Meka Beresford February 25, 2017

Pope Francis has attacked Catholics who do not practice proper Christian values, and suggested that atheists are better than those who are unfaithful.

The Vatican Radio posted a transcript from one a mass given by the Pope, in which he scolded Christians living a “double life”

“Scandal is saying one thing and doing another; it is a double life, a double life. A totally double life: ‘I am very Catholic, I always go to Mass, I belong to this association and that one; but my life is not Christian, I don’t pay my workers a just wage, I exploit people, I am dirty in my business, I launder money…’ A double life,” he said.

The pontiff went on to say that being an atheist is better than not truly following the religion.

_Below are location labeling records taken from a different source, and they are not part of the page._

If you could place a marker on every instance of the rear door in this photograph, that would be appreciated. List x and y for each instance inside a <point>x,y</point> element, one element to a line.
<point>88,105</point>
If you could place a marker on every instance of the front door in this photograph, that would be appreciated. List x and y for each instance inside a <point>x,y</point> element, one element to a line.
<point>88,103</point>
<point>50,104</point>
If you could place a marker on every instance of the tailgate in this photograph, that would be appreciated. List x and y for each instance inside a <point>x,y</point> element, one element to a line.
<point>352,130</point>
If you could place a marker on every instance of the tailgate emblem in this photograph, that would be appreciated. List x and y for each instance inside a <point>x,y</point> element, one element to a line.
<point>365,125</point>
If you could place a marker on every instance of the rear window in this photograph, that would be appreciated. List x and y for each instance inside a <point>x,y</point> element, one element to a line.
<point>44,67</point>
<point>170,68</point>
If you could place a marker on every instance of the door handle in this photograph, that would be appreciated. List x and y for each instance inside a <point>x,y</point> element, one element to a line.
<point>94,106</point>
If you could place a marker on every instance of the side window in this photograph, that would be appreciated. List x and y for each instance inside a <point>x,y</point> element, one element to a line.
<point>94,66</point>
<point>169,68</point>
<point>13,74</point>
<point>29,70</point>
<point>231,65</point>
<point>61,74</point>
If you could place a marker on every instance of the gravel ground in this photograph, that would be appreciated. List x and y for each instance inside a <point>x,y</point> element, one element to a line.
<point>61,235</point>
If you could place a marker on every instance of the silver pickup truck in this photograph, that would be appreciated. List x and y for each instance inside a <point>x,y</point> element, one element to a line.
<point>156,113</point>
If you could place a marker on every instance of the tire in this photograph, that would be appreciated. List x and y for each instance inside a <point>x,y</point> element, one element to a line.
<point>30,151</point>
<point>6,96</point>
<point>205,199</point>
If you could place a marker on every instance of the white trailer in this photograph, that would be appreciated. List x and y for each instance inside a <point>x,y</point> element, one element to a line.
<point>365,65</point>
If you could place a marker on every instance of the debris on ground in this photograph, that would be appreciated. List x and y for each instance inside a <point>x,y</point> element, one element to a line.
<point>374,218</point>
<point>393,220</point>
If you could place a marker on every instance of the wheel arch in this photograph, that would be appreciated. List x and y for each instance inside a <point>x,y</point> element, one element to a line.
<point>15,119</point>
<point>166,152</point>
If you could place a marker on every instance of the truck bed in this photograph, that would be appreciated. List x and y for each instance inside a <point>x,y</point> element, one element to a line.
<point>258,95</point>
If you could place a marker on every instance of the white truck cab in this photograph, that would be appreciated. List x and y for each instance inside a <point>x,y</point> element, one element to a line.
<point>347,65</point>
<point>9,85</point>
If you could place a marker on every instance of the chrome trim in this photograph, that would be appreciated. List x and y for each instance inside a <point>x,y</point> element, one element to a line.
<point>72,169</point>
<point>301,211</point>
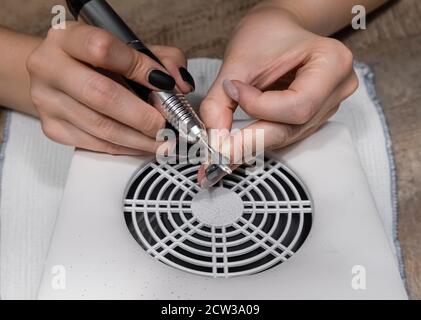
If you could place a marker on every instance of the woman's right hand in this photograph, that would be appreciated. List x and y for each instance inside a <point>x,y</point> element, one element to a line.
<point>81,107</point>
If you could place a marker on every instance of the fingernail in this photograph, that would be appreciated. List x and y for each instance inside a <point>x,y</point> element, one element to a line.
<point>187,77</point>
<point>231,90</point>
<point>161,80</point>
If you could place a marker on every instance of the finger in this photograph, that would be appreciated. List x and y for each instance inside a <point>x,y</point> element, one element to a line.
<point>218,107</point>
<point>313,85</point>
<point>65,133</point>
<point>96,124</point>
<point>103,95</point>
<point>101,49</point>
<point>175,62</point>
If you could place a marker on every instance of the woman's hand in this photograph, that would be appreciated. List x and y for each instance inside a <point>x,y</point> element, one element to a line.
<point>288,78</point>
<point>81,107</point>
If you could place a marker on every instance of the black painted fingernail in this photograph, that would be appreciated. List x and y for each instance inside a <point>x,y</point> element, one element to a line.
<point>187,77</point>
<point>161,80</point>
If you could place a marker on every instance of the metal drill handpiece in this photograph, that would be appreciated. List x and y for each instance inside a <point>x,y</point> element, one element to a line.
<point>177,110</point>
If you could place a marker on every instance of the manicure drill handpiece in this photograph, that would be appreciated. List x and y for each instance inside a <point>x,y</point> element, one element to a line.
<point>173,105</point>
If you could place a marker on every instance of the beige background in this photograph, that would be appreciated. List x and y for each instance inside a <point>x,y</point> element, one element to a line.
<point>391,45</point>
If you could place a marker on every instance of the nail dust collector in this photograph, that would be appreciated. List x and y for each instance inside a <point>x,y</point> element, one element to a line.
<point>134,229</point>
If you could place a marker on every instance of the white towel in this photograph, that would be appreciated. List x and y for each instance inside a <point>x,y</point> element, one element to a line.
<point>34,171</point>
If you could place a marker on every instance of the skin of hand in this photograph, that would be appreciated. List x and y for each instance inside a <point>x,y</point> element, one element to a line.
<point>80,106</point>
<point>290,79</point>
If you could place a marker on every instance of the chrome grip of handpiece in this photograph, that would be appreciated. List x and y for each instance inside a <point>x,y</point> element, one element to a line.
<point>179,113</point>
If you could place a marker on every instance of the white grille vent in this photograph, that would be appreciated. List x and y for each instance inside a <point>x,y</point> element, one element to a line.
<point>248,224</point>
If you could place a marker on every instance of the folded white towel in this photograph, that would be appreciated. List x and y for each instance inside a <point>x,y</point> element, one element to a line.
<point>34,172</point>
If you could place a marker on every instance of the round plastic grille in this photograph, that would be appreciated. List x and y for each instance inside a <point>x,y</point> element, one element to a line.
<point>247,224</point>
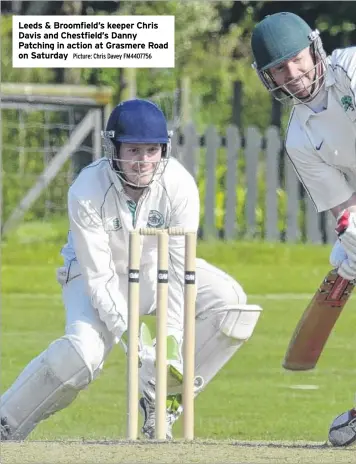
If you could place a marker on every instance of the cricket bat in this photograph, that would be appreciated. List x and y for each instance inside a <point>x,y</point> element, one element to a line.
<point>317,322</point>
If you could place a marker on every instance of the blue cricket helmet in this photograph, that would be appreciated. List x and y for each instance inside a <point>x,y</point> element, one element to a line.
<point>138,121</point>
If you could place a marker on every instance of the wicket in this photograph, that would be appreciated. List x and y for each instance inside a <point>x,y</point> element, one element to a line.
<point>161,330</point>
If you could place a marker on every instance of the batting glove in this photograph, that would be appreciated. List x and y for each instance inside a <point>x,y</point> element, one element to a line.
<point>343,255</point>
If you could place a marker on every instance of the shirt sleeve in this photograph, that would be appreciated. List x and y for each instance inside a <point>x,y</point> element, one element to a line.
<point>326,185</point>
<point>185,214</point>
<point>344,61</point>
<point>94,257</point>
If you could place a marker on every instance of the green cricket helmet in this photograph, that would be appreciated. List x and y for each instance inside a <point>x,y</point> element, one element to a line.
<point>278,38</point>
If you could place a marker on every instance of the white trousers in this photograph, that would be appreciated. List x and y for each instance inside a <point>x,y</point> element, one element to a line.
<point>52,380</point>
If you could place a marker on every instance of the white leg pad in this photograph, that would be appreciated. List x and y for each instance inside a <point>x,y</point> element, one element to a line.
<point>220,336</point>
<point>240,322</point>
<point>49,383</point>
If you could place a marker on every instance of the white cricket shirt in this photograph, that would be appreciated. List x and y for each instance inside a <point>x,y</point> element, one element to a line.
<point>101,216</point>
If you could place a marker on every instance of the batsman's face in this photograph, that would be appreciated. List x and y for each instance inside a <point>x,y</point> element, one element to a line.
<point>297,75</point>
<point>139,162</point>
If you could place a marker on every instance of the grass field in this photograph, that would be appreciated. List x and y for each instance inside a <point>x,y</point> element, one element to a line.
<point>251,400</point>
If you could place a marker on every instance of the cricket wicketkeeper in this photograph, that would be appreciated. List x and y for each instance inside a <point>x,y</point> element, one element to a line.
<point>136,185</point>
<point>321,139</point>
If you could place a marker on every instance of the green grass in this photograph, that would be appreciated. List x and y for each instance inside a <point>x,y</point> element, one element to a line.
<point>252,398</point>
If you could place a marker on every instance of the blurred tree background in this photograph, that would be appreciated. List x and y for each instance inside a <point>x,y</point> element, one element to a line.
<point>212,49</point>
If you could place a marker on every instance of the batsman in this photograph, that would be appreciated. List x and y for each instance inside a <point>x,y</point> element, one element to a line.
<point>137,184</point>
<point>321,137</point>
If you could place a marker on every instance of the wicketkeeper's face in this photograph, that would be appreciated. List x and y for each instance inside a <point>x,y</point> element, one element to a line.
<point>298,75</point>
<point>139,162</point>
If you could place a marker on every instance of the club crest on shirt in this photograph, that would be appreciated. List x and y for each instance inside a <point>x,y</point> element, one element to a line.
<point>155,219</point>
<point>346,102</point>
<point>113,224</point>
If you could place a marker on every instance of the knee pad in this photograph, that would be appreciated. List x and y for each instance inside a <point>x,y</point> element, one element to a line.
<point>240,322</point>
<point>48,384</point>
<point>67,363</point>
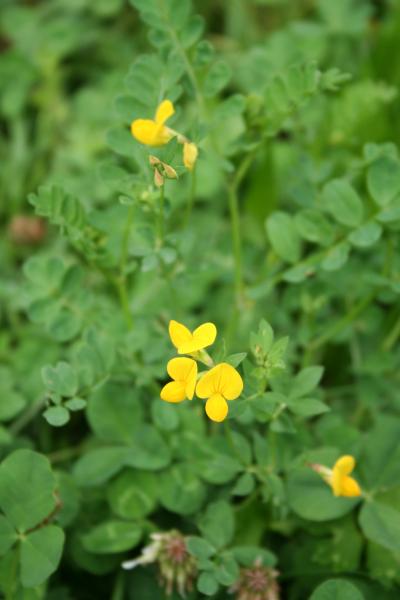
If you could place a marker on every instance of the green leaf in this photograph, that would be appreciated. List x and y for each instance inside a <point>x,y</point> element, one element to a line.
<point>112,537</point>
<point>200,548</point>
<point>148,450</point>
<point>75,404</point>
<point>60,208</point>
<point>219,468</point>
<point>40,555</point>
<point>336,589</point>
<point>97,466</point>
<point>312,499</point>
<point>343,202</point>
<point>60,379</point>
<point>8,535</point>
<point>165,415</point>
<point>336,257</point>
<point>181,491</point>
<point>283,236</point>
<point>366,235</point>
<point>217,78</point>
<point>313,226</point>
<point>383,180</point>
<point>207,584</point>
<point>381,524</point>
<point>218,523</point>
<point>21,471</point>
<point>57,416</point>
<point>227,572</point>
<point>248,555</point>
<point>308,407</point>
<point>133,494</point>
<point>114,413</point>
<point>244,485</point>
<point>306,381</point>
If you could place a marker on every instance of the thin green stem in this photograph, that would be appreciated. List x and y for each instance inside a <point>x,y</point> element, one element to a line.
<point>233,200</point>
<point>11,583</point>
<point>160,216</point>
<point>231,442</point>
<point>236,242</point>
<point>191,197</point>
<point>392,337</point>
<point>342,323</point>
<point>125,239</point>
<point>124,301</point>
<point>122,280</point>
<point>27,417</point>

“How many times have we heard – all of us, around the neighbourhood and elsewhere ― ‘but to be a Catholic like that, it’s better to be an atheist,’” he said.

The Pope was quick to judge these “hypocritical” Christians, but has been hypocritical himself in the past

The ‘who am I to judge’ PR stunt, which attempted to bolster his image, has not yet seen any homophobic and transphobic policies of his predecessors being actively removed.

He claimed that the church should “apologise” to gay people, a month after he said Catholics should be free to discriminate based on sexuality.

Despite his ‘who am I to judge’ comments, the Catholic figurehead has stood by supporting anti-LGBT activist rallies, as well as being firmly against accepting transgender people.

He was also happy to judge when a senior Vatican priest came out as gay last month and he promptly dismissed him from his post.

The priest has since sent a letter warning the Pope that his policies are “making life hell” for LGBT people, he did not reply.

Singer Hozier previously went after the Pope over his failure to tackle Catholic homophobia.

“The Pope came out last year and said who am I to judge with regards to somebody’s sexual orientation?” the singer said. “But I think it is important to differentiate between lip service towards something and actually making change.”